Стискивая пальцы в кулак, Корницкий крикнул с каким-то детским упрямством и обидой:

- Пойду босой!

- Чтоб люди смеялись? Многие и без того не верят, что ты по-серьезному приехал...

- А ты веришь?

- Я сама еще не знаю, Антон... Давай сюда свою ногу.

Она помогла натянуть ему сапоги.

- Зачем ты их сшил в обтяжку? Тебе теперь нужны не такие.

- Ты пожалеть меня пришла?

- Нет, помочь, - ответила она.

- Опоздала, Таиса!

- О чем ты говоришь, Антон?

- Ты знаешь о чем.

- Я тогда ждала тебя шесть лет.

- И выскочила за Ивана?

- Ты не задевай покойников. Он был не такой верченый, как ты. А тебе надо было везде поспеть. Первые немцы, белополяки, кронштадтский мятеж, паны в Западной... Ты думал, что если тебя там не будет, так провалится вся земля. Мне кажется, ты и теперь побаиваешься...

- Я? Кого?

- Самого себя.

Корницкий как взялся надевать китель, так и онемел. Посмотрел на Таисию ошеломленными глазами. Рука никак не могла справиться с пуговицами. Таисия спохватилась, помогла ему застегнуть китель. Поправила Золотую Звезду, промолвила в задумчивости:

- Дорого достаются человеку такие награды...
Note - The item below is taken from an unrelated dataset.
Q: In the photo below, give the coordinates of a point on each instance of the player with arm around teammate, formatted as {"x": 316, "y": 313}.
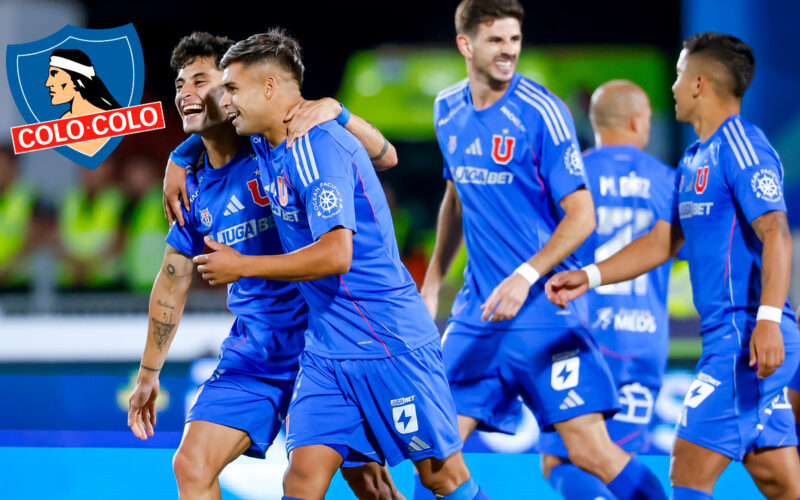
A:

И неожиданно быстро пошла из землянки.

Вечером Калита принес Корницкому малоношеные кирзовые сапоги. Они оказались удобнее хромовых. Корницкий попробовал их натянуть на ноги сам и остался очень доволен.

- Ну вот, теперь порядок! - улыбнулся Калита. - Теперь ты по-настоящему независимый человек. Только мне немножко страшновато делается.

- Чего?

- Завтра вскочишь среди ночи. А то и вовсе не ляжешь спать.

- Некогда теперь разлеживаться, Андрей. Вот окончим коровник, привезем, если нам дадут, костромичек, тогда и отдохнем. Ведь что ж это за колхоз без коров?! Ну, спасибо пока что за обувь.

- Как себе хочешь, - сказал, поднимаясь, Калита. - Ты слышал, говорят, что Лопырь написал на тебя заявление в райком?

- А пускай пишет, куда хочет. Только бы он хорошо работал. Все остальное меня мало интересует.

Прошла еще одна ночь. Теперь Корницкий уже не заботился о том, что кого-то должен будить, просить помочь. Улица, на которую он вышел, была тихая и сонная. Корницкий свернул на колхозный двор. Тут стоит "тигр" с автоприцепом. Аккуратно сложены штабели окоренных и неокоренных бревен. Белеют вкопанные в землю дубовые столбы большого строения. Высится уже несколько венцов постройки. Корницкий входит внутрь сруба, озирается. Поднимает брошенный на землю скобель и кладет на бревно. Затем, отойдя от сруба, приостанавливается, чтоб посмотреть на него издали.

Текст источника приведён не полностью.